16.07.2009, 20:00
Ectoflyer Wrote:Maybe here you can find some answer:
http://www.ww2wings.com/wings/finland/finlandmain.shtml
as they say:
"The consensus is that the Finns were vastly superior pilots compared to the Soviets particularly in air-to-air combat situations. This was due in no small measure to the fact that the training of FAF pilots focused on air-to-air combat. Historians credit Finnish innovations in loose formation flying, aerial acrobatics skills and improved combat tactics for their enormous successes. The FAF fighter pilots consistently used the element of surprise as a major weapon."

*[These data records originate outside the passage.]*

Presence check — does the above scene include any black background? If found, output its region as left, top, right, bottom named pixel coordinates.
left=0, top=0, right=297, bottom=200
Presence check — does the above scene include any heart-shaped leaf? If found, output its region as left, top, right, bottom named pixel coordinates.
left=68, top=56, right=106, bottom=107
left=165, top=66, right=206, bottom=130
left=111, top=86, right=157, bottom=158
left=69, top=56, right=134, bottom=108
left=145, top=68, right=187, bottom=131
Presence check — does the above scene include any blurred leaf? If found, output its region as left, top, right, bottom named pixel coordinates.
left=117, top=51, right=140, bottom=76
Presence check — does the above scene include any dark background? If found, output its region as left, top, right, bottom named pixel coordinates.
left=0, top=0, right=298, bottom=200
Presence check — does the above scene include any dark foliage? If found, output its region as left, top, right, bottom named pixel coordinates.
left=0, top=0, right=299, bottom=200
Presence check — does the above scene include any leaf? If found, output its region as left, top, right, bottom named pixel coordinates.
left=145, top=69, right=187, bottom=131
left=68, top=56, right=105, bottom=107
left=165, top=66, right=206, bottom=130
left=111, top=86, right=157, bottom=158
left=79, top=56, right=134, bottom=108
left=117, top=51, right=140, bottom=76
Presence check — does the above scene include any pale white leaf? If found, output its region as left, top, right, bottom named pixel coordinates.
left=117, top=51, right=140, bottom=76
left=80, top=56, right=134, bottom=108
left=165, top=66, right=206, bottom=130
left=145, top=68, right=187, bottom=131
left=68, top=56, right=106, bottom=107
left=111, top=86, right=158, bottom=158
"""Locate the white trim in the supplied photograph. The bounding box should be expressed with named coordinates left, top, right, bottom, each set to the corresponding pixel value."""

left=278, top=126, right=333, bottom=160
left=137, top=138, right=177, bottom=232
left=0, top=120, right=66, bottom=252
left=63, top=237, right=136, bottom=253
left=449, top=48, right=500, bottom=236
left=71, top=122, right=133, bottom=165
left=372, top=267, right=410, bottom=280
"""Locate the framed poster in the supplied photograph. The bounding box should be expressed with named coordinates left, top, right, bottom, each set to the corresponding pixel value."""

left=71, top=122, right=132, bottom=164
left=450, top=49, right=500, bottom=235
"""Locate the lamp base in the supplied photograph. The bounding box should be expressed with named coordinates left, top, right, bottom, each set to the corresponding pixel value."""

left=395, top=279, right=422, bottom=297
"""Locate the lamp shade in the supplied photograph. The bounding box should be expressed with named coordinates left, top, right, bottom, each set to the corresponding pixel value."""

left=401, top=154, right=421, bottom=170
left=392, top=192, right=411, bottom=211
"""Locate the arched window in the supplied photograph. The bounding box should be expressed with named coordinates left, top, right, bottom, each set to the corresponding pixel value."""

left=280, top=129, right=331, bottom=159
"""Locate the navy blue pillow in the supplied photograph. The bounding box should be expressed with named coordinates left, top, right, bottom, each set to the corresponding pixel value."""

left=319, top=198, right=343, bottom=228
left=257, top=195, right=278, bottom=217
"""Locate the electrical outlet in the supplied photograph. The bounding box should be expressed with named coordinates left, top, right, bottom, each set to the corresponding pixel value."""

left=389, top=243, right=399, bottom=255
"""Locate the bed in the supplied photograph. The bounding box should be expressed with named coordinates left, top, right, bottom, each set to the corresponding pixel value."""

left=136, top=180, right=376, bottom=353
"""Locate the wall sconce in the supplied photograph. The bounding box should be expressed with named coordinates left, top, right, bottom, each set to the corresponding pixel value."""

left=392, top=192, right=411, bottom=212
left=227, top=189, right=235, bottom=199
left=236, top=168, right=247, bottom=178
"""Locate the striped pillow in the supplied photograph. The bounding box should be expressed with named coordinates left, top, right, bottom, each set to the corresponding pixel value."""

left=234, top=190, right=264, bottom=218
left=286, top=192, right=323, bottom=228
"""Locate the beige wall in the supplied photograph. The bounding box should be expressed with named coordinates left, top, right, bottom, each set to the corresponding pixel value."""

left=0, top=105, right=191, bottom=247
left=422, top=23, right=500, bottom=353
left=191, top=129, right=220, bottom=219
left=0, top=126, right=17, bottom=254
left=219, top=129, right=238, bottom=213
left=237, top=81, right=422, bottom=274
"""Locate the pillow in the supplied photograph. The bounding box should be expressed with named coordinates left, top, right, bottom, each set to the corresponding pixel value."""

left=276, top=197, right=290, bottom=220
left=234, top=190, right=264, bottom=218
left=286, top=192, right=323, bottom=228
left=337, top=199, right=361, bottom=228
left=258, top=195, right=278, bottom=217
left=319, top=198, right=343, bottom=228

So it seems that Russian planes never could definitively penetrate finnish air space!
Also interesting:
http://www.sci.fi/~ambush/faf/faf.html
...
and surely other sites I don't know...
If you bothered to read your own sources with a sound amount of criticism, you would know that Finnish airspace was penetrated on daily basis, and that many Soviet pilots never saw a Finnish fighter during the Winter war, manly due to their numeric superiority.
The FAF did concentrate all their effort on intercept missions, avoiding Fighter to Fighter engagements. If we look at the share numbers of victories on both sides, the finns lost nearly as many fighter aircrafts as the Soviets, so the majority of the Soviet air losses where Bombers, recon and transport planes.